Direct detection of the relative strength of Rashba and Dresselhaus spin-orbit interaction: Utilizing the SU(2) symmetry

TL;DR

This paper introduces a straightforward method to measure the relative strengths of Rashba and Dresselhaus spin-orbit interactions in quantum wells by analyzing asymmetries in critical gate voltages linked to SU(2) symmetry, supported by numerical simulations.

Contribution

The paper presents a novel, gate-voltage-based approach to determine the ratio of Rashba and Dresselhaus spin-orbit coupling strengths without directional dependence, applicable to various nanostructures.

Findings

Critical gate voltages reveal SU(2) symmetry points.

Maximum spin relaxation times indicate spin-orbit ratio.
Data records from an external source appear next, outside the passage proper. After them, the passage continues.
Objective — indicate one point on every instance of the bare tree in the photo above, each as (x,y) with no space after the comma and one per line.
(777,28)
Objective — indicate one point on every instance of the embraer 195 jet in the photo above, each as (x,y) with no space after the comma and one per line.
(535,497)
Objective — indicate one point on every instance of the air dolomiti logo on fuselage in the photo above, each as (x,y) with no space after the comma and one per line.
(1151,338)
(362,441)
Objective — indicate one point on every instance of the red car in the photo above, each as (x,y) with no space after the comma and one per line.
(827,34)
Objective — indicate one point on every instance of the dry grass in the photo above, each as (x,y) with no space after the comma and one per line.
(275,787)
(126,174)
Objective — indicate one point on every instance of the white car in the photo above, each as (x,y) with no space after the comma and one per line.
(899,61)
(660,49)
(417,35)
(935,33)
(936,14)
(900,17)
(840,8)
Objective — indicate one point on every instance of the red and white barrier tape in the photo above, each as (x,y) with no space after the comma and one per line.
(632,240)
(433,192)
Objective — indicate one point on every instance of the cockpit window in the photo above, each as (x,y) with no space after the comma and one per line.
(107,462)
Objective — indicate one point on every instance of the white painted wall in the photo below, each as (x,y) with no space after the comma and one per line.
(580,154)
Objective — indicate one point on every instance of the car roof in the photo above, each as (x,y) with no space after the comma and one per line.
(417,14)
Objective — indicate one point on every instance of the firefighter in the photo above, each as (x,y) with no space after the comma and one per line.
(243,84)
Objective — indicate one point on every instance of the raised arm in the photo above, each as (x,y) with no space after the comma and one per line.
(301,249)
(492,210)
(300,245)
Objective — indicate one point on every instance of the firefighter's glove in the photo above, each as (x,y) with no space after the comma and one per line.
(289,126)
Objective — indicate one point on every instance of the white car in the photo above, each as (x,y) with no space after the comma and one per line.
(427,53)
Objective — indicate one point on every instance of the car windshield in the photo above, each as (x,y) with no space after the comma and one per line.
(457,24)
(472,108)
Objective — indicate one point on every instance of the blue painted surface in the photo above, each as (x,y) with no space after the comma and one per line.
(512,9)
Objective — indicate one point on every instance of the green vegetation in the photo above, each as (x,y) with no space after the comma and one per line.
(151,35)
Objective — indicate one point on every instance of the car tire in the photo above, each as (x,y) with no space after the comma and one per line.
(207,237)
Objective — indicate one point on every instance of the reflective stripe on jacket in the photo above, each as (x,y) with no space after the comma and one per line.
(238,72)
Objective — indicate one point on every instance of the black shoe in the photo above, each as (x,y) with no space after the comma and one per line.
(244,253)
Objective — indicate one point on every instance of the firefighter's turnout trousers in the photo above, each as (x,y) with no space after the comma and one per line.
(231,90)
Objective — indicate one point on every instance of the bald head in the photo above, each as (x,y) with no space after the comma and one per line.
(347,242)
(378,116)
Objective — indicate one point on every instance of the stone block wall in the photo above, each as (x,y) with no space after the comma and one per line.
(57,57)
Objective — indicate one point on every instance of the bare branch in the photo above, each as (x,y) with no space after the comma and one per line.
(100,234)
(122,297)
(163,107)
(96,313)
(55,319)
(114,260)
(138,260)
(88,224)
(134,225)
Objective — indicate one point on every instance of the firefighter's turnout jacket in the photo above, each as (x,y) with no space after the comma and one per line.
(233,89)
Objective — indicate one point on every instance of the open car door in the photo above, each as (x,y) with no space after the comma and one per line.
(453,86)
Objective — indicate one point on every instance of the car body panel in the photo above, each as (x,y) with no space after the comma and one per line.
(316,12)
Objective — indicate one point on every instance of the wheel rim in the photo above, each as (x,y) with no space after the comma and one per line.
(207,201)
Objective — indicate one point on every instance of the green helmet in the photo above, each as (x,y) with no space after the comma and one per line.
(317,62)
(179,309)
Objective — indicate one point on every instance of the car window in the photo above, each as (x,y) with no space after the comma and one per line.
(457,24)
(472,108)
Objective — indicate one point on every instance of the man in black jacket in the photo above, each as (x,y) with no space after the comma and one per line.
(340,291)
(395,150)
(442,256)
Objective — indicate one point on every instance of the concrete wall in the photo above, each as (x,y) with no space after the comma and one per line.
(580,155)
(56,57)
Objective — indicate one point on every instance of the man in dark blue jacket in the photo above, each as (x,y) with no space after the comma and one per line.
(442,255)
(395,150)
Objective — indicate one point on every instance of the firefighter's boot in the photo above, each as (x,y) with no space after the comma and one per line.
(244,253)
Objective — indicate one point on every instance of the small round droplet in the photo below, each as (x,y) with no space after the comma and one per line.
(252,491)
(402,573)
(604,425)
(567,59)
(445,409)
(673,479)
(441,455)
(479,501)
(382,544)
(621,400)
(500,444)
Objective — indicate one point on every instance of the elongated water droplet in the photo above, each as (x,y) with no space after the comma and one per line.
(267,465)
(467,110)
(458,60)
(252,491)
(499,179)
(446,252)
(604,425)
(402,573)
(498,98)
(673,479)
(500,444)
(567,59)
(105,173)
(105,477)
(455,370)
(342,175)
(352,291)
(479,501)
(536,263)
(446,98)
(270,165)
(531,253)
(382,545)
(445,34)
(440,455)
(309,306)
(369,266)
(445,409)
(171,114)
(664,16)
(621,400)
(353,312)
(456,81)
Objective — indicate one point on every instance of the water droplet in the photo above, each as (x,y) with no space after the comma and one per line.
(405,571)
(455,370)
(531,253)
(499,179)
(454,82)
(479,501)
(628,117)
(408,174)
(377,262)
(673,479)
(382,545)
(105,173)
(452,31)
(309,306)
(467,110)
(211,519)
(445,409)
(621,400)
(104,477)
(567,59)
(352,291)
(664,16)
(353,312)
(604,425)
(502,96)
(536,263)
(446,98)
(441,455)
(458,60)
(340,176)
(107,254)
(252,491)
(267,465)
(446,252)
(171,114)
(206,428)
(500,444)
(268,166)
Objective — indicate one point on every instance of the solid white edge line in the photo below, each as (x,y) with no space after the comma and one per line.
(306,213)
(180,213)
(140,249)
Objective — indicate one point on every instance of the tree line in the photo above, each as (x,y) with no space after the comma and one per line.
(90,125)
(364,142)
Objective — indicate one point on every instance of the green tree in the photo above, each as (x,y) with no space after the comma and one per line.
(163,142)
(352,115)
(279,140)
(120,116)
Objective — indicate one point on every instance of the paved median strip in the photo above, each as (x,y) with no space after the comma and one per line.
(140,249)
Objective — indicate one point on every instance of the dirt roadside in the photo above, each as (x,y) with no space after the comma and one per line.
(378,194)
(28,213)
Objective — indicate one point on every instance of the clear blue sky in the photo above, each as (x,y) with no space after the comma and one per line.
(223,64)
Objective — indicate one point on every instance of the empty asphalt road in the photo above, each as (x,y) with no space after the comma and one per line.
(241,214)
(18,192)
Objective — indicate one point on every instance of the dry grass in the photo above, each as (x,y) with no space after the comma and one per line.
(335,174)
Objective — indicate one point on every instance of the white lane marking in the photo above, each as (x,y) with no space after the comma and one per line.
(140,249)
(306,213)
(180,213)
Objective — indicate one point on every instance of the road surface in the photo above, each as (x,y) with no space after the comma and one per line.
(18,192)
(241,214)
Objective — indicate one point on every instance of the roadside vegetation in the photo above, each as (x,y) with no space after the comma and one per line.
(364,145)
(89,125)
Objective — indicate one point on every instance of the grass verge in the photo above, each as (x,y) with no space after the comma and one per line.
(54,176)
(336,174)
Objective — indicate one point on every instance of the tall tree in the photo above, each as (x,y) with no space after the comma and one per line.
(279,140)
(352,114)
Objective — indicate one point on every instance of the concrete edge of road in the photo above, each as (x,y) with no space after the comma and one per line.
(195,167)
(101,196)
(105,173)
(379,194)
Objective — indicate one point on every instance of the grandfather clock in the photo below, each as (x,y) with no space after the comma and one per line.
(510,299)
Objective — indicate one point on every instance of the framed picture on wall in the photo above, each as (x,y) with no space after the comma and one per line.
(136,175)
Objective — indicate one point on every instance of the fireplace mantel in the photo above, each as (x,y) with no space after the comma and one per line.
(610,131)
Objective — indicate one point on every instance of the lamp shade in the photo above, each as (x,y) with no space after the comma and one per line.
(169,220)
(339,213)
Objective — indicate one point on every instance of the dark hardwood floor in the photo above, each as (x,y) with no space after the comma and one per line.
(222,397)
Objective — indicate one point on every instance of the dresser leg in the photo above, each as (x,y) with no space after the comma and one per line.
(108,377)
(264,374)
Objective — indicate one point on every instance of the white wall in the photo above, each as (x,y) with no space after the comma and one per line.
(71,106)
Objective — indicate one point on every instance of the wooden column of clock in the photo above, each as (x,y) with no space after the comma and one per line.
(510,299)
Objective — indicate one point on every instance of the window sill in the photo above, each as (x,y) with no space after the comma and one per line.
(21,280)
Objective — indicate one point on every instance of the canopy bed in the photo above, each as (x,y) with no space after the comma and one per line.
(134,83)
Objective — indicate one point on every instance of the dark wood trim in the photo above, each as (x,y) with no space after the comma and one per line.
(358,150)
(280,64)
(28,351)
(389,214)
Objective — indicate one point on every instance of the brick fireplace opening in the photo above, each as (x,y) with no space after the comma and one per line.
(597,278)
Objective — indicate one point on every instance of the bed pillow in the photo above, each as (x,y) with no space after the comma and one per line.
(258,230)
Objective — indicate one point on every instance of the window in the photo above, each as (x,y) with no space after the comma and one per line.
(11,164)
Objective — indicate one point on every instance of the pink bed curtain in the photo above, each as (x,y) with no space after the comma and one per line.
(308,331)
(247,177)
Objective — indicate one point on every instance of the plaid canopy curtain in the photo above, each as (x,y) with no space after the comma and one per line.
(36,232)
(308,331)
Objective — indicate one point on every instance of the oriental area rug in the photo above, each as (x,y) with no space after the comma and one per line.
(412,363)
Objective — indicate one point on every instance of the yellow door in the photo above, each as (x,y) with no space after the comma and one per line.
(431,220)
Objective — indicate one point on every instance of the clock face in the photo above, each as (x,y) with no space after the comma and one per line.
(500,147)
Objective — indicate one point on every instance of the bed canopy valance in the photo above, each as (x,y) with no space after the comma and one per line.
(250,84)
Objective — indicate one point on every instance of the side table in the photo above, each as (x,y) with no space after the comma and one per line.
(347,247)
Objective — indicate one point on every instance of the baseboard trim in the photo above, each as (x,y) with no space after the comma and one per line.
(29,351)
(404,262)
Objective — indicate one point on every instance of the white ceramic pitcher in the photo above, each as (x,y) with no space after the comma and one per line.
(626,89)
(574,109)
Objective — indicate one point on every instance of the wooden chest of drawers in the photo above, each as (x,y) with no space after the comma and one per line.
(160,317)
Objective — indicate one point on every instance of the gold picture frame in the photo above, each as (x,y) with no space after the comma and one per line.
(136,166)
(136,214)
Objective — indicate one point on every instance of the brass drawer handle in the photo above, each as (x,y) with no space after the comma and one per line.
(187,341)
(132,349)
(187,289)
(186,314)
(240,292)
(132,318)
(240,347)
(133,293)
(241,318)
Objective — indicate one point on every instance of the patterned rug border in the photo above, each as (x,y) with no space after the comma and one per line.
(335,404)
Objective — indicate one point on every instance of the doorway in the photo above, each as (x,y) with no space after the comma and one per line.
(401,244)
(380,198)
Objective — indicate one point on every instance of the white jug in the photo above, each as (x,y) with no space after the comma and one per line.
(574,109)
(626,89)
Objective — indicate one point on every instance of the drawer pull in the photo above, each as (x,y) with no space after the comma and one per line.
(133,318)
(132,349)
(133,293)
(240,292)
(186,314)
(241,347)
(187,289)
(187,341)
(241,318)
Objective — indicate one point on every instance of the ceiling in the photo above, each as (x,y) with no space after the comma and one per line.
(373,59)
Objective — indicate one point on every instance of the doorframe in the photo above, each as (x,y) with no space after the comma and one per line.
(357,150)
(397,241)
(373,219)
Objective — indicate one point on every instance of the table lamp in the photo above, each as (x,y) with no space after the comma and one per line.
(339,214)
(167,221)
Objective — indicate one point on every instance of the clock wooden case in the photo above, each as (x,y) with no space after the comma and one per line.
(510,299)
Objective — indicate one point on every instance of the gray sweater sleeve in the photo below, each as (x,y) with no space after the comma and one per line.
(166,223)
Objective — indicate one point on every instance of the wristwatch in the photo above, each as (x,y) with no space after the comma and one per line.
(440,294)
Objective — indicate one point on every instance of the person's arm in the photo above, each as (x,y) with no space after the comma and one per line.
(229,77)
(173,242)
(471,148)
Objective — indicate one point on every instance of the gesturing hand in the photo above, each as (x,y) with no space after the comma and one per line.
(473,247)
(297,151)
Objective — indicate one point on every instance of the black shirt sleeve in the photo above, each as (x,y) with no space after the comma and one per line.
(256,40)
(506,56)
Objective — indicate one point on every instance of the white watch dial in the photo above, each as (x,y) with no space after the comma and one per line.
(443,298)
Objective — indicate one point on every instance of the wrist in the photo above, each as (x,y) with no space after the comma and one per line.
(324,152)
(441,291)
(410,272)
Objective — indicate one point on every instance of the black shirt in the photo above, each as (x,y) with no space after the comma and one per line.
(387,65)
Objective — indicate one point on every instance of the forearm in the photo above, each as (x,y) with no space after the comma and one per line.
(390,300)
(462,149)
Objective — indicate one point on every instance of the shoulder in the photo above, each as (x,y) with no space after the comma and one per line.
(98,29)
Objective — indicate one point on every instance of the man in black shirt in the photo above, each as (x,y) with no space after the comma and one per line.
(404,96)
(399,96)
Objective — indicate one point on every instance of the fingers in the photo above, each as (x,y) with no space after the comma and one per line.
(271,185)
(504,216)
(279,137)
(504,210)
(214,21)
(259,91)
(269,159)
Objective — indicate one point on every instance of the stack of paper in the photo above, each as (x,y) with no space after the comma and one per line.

Method validated through numerical calculations.

Abstract

We propose a simple method to detect the relative strength of Rashba and Dresselhaus spin-obit interactions in quantum wells (QWs) without relying on the directional-dependent physical quantities. This method utilize the asymmetry of critical gate voltages that leading to the remarkable signals of SU(2) symmetry, which happens to reflect the intrinsic structure inversion asymmetry of the QW. We support our proposal by the numerical calculation of in-plane relaxation times based on the self-consistent eight-band Kane model. We find that the two different critical gate voltages leading to the maximum spin relaxation times [one effect of the SU(2) symmetry] can simply determine the ratio of the coefficients of Rashba and Dresselhaus terms. Our proposal can also be generalized to extract the relative strengths of the spin-orbit interactions in quantum wire and quantum dot structures.